When Z Street’s creation was announced, thousands sought to join. Then the IRS attempted to kill us. No lawsuit can remedy that assault, as the IRS knew. The settlement gives us the truth, but we can’t get back our seven years.
I wrote Lori yesterday to ask if she wanted to add anything. Lori responded:
One of the almost entirely unnoticed points is that because we sued the IRS, it used a purely discretionary regulation to freeze our application for five years. This was the case even though that regulation applied to organizations which sued over their tax-exempt status and our case was officially determined by the trial court and the appellate court NOT to be about our status but about the unconstitutional process the IRS used to even consider our application.

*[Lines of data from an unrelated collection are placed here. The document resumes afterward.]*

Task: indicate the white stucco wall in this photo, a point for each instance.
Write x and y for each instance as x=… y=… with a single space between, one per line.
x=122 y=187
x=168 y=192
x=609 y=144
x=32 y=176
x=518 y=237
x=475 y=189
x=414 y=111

The IRS BOLO list category of “Occupied Territory Advocacy” described organizations therein as having to do with “disputed territories.” The IRS then tried to claim that all the organizations in that category were anti-Israel organizations. Is there an anti-Israel organization in the world that refers to Judea and Samaria as “disputed territories”? No. They always, always use either West Bank, Occupied Palestine, or Occupied Territories. It’s clear they created the category based on our organization, and yet the memo dated August 6, 2010, that created the category was “lost.” That category appeared on 4 or 5 BOLO lists, presumably all IRS agents involved in processing applications had access to it and yet…POOF! It’s unobtainable.
Lori has written more to fill out the story on her Z Street site. The settlement of the case short of the administration of punishment to responsible officials leaves a deeply bitter aftertaste.